Mehr legale Migration bedeutet mehr Sicherheit für unsere Gesellschaften. Sie verringert die Ausbeutung und wirkt der sozialen Ausgrenzung regulärer und irregulärer Arbeitsmigranten entgegen, die den sozialen Frieden gefährden kann. Die Internationale Arbeitsorganisation schätzt, dass weltweit 20 Millionen Menschen Opfer von Zwangsarbeit sind. Das ist aus menschenrechtlicher Sicht unannehmbar und fordert einen sozialen und wirtschaftlichen Preis, den sich die Weltwirtschaft nicht leisten kann.
Wenn wir mehr legale Migration zulassen, kommt das unserem sozialen Schutz zugute. Es erhält unsere sozialen Sicherungssysteme dank der „Injektion“ junger und motivierter Talente in unsere alternden Gesellschaften. Laut einer Vorhersage der UN-Hauptabteilung Wirtschaftliche und soziale Angelegenheiten wird der Anteil der über 60‑Jährigen an der Gesamtbevölkerung 2050 erstmals in der Geschichte gleich groß sein wie jener der unter 15‑Jährigen. Laut dem Institut für Wirtschaftsforschung in München würde allein Deutschland bis 2035 theoretisch zusätzliche 32 Millionen Menschen benötigen, um sein gegenwärtiges Altersversorgungssystem finanzieren zu können.

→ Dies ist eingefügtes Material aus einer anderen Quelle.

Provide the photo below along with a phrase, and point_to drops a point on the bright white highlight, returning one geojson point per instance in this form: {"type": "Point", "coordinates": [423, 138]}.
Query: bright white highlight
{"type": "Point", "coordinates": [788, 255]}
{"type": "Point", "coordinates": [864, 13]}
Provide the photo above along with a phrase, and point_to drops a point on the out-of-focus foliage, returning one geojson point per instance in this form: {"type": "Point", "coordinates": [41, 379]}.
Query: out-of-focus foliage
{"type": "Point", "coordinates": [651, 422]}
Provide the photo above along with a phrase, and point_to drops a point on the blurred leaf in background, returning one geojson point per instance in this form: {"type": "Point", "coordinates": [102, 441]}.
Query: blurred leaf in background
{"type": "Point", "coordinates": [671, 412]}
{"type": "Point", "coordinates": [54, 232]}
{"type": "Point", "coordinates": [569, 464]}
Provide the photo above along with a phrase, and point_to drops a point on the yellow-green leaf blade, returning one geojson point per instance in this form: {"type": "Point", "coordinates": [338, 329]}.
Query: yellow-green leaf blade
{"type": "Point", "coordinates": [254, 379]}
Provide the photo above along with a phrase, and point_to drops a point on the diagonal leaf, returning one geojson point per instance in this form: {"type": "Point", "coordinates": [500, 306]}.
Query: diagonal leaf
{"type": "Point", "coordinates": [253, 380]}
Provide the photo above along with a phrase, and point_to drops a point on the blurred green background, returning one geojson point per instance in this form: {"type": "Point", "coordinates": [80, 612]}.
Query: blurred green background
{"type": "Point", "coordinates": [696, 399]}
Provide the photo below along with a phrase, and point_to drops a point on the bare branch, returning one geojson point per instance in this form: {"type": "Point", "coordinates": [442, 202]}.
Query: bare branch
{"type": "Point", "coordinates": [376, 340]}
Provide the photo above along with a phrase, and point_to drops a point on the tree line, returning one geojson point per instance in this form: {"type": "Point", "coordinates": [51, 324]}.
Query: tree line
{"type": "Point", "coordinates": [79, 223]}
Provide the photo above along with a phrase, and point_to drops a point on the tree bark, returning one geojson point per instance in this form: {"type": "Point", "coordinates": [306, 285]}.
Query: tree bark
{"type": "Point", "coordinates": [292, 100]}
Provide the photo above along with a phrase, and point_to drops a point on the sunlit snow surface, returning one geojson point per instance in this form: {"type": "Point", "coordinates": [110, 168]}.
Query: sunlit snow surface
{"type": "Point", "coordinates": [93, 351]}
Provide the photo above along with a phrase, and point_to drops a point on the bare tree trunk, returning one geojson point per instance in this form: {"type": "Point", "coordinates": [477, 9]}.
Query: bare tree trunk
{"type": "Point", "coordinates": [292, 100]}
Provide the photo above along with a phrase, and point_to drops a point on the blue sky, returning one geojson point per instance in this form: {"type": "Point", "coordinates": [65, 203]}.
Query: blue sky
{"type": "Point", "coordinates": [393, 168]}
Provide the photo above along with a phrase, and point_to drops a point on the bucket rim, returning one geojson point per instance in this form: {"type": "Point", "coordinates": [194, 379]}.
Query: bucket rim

Mehr legale Migration macht uns reicher, denn wir profitieren von den Investitionen, die Arbeitsmigranten mit ihren Ersparnissen in den Herkunfts- und in den Zielländern tätigen. Die Weltbank stellt in ihrem im April veröffentlichten Migration and Development Brief fest, dass Arbeitsmigranten jährlich 583 Milliarden Dollar nach Hause überweisen, also dreimal so viel wie die staatliche Entwicklungshilfe im Ausland. Das illustriert die beachtliche Größe ihres Beitrags zum weltweiten Wohlstand.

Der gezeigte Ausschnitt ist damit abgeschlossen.